結城梨斗は自分の部屋でオナニーをしていた。頭の中に浮かんだ光景をオカズに逸物を扱く。その手つきは普段の彼とは比べ物にならないほど激しいものだった。

「はあ、はあ、はあ、はあ…くっうっ!ううっ!あっ!」

彼の口からは切ない声が漏れ、扱く手つきはますます激しくなる。それは彼がイきそうになっていることを表していた。

「はあっはあっはあっはあっ…。あっはっああっ!くそっ!くそっ!くそっ!!」

喘ぎ声とともに憤怒の声を漏らした梨斗。そしてその直後、逸物の付け根あたりから何かが上ってくる感覚があった。背筋がゾクゾクと震え、精液が尿道口のすぐ近くまで迫ってきたのが分かった。

「ああっ!イくっ!イくうっ!」

コンマ数秒後、梨斗は射精した。
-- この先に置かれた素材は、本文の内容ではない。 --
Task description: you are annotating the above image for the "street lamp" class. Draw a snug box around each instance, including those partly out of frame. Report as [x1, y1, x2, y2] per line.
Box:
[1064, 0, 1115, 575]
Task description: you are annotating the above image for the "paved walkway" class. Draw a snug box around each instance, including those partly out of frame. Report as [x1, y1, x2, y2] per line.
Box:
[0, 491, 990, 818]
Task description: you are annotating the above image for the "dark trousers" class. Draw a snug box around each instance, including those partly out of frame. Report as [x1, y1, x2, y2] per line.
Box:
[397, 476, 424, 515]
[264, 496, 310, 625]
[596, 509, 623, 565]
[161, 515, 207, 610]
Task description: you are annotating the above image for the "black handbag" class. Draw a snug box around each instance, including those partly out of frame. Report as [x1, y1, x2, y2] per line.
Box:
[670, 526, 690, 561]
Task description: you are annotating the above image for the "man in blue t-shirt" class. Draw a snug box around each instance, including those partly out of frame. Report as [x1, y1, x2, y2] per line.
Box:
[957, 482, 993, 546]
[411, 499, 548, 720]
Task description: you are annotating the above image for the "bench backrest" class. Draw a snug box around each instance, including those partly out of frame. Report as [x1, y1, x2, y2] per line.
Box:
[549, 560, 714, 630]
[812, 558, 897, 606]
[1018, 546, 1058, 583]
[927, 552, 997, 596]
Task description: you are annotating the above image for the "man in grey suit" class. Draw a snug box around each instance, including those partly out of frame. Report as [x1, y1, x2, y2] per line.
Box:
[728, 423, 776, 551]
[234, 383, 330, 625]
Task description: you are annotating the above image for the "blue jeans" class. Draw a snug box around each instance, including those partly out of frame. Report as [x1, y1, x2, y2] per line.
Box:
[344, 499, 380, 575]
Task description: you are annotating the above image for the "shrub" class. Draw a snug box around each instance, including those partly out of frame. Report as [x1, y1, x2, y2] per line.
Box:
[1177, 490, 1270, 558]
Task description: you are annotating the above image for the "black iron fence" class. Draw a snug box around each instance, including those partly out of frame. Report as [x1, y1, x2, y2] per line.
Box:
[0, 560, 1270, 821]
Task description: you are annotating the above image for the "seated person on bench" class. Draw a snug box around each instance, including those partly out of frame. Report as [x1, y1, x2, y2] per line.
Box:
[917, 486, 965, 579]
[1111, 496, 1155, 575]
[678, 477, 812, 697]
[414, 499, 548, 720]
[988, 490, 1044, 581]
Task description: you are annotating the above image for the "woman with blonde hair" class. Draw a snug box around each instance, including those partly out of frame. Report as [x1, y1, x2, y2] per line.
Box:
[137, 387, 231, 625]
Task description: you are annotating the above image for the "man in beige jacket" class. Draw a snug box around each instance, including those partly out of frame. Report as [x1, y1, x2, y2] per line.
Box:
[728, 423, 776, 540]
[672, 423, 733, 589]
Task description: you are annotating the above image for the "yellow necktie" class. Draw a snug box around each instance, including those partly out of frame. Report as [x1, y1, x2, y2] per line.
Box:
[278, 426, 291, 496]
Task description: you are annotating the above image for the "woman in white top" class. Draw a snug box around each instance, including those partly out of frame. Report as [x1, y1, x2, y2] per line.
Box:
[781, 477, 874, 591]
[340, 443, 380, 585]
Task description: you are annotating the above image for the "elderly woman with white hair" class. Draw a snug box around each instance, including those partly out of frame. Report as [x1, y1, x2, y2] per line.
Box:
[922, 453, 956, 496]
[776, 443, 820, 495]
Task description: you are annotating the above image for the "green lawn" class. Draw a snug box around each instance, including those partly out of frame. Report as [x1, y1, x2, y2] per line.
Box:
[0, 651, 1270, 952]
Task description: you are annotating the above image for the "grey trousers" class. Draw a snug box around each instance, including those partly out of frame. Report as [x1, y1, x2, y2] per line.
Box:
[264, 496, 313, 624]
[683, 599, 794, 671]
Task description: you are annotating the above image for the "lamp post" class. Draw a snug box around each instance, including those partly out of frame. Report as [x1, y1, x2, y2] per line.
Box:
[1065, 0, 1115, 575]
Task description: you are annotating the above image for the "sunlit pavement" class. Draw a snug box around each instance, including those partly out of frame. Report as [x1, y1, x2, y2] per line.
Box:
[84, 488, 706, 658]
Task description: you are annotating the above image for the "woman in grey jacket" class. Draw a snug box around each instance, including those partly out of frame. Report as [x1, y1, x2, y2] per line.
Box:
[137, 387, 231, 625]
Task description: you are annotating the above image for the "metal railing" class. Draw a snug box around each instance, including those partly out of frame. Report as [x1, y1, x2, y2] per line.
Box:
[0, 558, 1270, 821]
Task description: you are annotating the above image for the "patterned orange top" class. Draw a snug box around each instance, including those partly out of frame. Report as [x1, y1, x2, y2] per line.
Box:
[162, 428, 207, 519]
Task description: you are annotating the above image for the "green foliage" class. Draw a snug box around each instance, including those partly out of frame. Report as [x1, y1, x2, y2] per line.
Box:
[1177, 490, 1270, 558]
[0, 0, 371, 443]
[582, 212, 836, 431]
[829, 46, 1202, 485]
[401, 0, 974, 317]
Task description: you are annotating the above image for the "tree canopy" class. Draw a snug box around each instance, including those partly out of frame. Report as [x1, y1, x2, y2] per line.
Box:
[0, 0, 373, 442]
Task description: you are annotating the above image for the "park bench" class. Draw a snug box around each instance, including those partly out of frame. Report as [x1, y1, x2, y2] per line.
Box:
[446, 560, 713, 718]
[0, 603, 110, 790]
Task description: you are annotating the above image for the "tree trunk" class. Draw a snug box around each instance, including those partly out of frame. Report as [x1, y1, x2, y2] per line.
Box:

先に掴んでいたティッシュをペニスの先に押し当て、ドクドクと精を放つ。
ひとしきり出し終え先端を綺麗に拭き取ると、梨斗はパンツすら履かずに腰掛けていたベッドの上に倒れ込んだ。先程までは興奮していて意識しなかったが、ことが終わって冷静さを取り戻すと耐えきれないほどの不快感に苛まれる。

「畜生…何で…何でだよっ畜生!」

彼がそれを偶然目にしてしまったのはある日の放課後、ある人物への用事の為にテニスコートを訪れた時だ。同級生の女子から渡して欲しいものがあると言われ、梨斗はテニス部員、西蓮寺春菜の元へと向かっていた。春菜は梨斗が長きに渡って好意を寄せる人物で、梨斗も彼女と話すきっかけができたと、内心小躍りしながら目的地へと足を運んでいた。
そして辿り着いた先で彼が見たのは二人の人物だった。一人は言わずと知れた春菜。そしてもう一人は梨斗や春菜より一つ二つ年上に見える、なんだかチャラチャラした色黒の男性だった。いや、この男性にも見覚えはある。確かテニス部のOBとして、以前春菜から紹介されたように思う。
その二人がテニスコートの裏、人目につかないであろう場所でセックスをしていたのだから、梨斗が受けた衝撃は相当なものだっただろう。フェンスに手をつき上体を前に倒す格好の春菜は、相手の方にお尻を突き出すようにしていた。そんな春菜の大事な部分に勃起したペニスを挿入し、後ろから激しく突いているのがOBの男だった。
中学の頃から憧れてきた女性が、見たこともない男に犯され激しく喘いでいる。自分は見たこともないような恍惚の表情を浮かべて…。
衝撃のあまりしばらく呆然としていた梨斗は、その後居た堪れなくなって逃げるようにその場を去った。